V COMME VISAGE

Soleil sombre de Marie Moreau, 2017, 41 minutes.

Un film portrait. Le portrait d’une femme. Plus très jeune. Filmée en gros plans. Un film sur son visage donc. Un visage ridé, marqué par la vie, par la souffrance,  par la solitude sans doute. Les plans qui le filment sont longs. Nous laissant le temps d’entrer en contact avec cette femme.

Elle s’appelle Paulette. Elle est toxicomane, mais elle rejette cette terminologie puisqu’elle suit actuellement un traitement de substitution. Elle vit en Avignon. Ce que nous découvrirons dans quelques plans qui ne la filment pas elle. Des travellings dans la ville, la nuit, sur les murs du château, sur les arbres faiblement éclairés. Et le dernier plan de film, à la sortie de la maison d’arrêt portant l’inscription du nom de la ville sur son fronton.

C’est son compagnon, celui qui lui écrit qu’il l’aime, Djilali, qui est en prison. Pour un mois dit-il dans la lettre écrite à Paulette et qu’elle lit devant la caméra dans la première séquence du film. Une lecture lente, hésitante parfois, non pas celle d’une illettrée, mais une lecture de quelqu’un qui n’a pas vraiment l’habitude de lire à haute voix. Et puis surtout, cette lettre dit beaucoup de son intimité, de sa relation avec Djilali. Il lui faut faire une grande confiance à celle qui filme pour dévoiler ainsi une grande partie de ce qu’il y a de plus profond en elle.

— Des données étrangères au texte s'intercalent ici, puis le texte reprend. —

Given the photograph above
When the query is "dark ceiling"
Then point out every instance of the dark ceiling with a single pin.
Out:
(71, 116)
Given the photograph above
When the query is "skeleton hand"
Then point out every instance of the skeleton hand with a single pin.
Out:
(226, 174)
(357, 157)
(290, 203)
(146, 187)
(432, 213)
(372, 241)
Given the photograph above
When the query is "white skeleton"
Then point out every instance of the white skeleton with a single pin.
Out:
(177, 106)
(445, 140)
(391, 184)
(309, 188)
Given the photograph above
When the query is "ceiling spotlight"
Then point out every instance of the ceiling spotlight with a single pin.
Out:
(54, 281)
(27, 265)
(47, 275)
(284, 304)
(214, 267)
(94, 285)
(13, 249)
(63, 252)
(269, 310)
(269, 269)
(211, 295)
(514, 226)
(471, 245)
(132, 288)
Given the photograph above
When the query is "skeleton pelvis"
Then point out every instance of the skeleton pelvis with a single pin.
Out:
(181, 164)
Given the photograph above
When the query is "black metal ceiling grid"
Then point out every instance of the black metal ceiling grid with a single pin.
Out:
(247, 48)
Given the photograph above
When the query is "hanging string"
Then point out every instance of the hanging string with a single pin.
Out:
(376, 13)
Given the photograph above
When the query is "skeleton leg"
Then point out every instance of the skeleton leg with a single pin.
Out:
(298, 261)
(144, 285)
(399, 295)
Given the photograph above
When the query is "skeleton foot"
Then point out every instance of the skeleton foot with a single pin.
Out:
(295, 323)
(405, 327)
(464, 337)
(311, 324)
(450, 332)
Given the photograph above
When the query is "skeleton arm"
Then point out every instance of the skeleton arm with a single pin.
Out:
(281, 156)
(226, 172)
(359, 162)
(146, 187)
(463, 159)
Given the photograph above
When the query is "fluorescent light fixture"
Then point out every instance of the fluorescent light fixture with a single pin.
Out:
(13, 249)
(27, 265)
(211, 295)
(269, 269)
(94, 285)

Le film est d’ailleurs un film de dialogue. Un dialogue entre Paulette et la cinéaste, qu’on ne voit jamais mais qui est bien présente, sa voix venant de la place de la caméra. Elle pose des questions, mais il ne s’agit pas du tout d’une interview. C’est plutôt d’un échange qu’il s’agit, même si la cinéaste ne dit rien d’elle. Un échange sans intention préalable, sans plan organisé. Un échange au fil de la vie pourrait-on dire. Au fil de l’attente de Paulette, l’attente que Djilali sorte de prison.

Djilali n’est pourtant pas absent du film. Il est là avec Paulette par la lettre qu’il lui a écrite. Il est aussi en contact avec la cinéaste par ces extraits, qu’il a filmés au téléphone portable, qu’elle insère dans son film. Des vues de la caravane où il vivait. Un selfie dans un miroir. Et le film se terminera par sa sortie de prison. Paulette s’avance à sa rencontre, le prend dans ses bras. Ils restent enlacés. Un long moment, leur éternité.

Un film portrait, qui ne dit certes pas tout de la personne qu’il filme. Mais par petites touches (la drogue, le cancer, qui sont évoqués avec une extrême pudeur), il construit une présence. En filmant un visage, il propose une rencontre. On pense à Lévinas.

Cinéma du réel 2017, compétition française.